Under Reported message destinations, make sure Send reported messages to: is set to Microsoft and my reporting mailbox.
Under Add an exchange online mailbox to send reported messages to:, enter the inbox you want to use.
Note that you must use a SecOps mailbox. Learn more about how to set up such a mailbox in Microsoft’s documentation.
Setup in the SoSafe Manager
In the SoSafe Manager, navigate to Phishing Report Button / Report handling and find the section for Microsoft Defender emails. Select the toggle to activate it and enter the same inbox you specified earlier. Select Save to confirm.

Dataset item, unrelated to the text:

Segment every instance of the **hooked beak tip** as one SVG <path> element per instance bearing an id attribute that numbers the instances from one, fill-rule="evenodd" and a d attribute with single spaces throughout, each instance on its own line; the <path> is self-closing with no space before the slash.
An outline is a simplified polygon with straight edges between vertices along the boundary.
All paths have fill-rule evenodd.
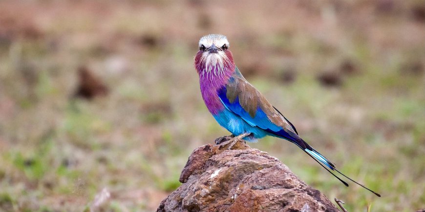
<path id="1" fill-rule="evenodd" d="M 211 45 L 211 47 L 210 47 L 209 49 L 209 52 L 210 53 L 216 53 L 218 52 L 218 49 L 217 48 L 217 47 L 215 46 L 215 45 L 213 44 Z"/>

User-reported emails will now be forwarded to your User submissions dashboard in Defender (navigate to Investigation & response / Actions & submissions / Submissions. You can learn more about what you can do there on Microsoft’s support pages. Simulated phishing emails sent by SoSafe will not be forwarded.
Threat Inbox
Threat Inbox is your central hub for triaging reports submitted by your users via the Phishing Report Button (PRB). Rather than managing reports through a standard email inbox, Threat Inbox provides a dedicated environment to filter, review, and classify potential threats.
Centralizing the reporting funnel facilitates pattern recognition by your security team. It also makes it easier to provide meaningful feedback to employees, reinforcing secure behaviour across your organization.
Key features
Threat Inbox allows you to perform deep-dive investigations into reported emails directly in the SoSafe Manager.
Detail views: Access high-level context including the reporter’s identity, timestamp, and full sender details.
Technical deep dives: Review full email headers, link destinations, and attachment details.
File inspection: For emails with attachments, you can quickly view file details and copy file hashes for further cross-referencing in your internal security tools.
Smart filtering & triage
To help your team stay organized, Threat Inbox provides several views to help you prioritize the most critical threats:
View | Purpose |
|---|---|
Open | Displays all incoming reports that have not yet been resolved. |
Incidents | Specifically highlights reports where a user flagged that they interacted with the email. |
Attachments | Filters for all open reports containing files or attachments. |
Links | Filters for reports containing URLs for quick link-scraping analysis. |
Resolved | An archive of all reports that have been classified and closed. |
Closing the feedback loop
Providing feedback to users turns a closed ticket into a teaching moment and provides motivation for further reports. When you select Resolve on a report, you can classify the email into one of four categories: Non-malicious, Phishing, Spear phishing, or Spam.
Automated feedback: Each classification is linked to a unique feedback email that explains the classification to the employee.
Behavioral reinforcement: Sending these updates ensures users feel heard and valued, which improves future reporting rates and data quality.
Admin flexibility: While feedback is sent automatically by default to save your team time, you can easily opt-out by deselecting the Send feedback email checkbox for specific cases.
Access
To access the hub, navigate to Phishing Report Button / Threat Inbox within the SoSafe Manager. If the feature is not yet active, you will find an activation toggle directly on that page.
Third-Party Integrations
While the Threat Inbox is designed to be a complete investigation solution, we understand many teams use external ticketing systems. If you prefer to triage reports through tools like Jira or ServiceNow, you can configure these connections under Settings / Integrations.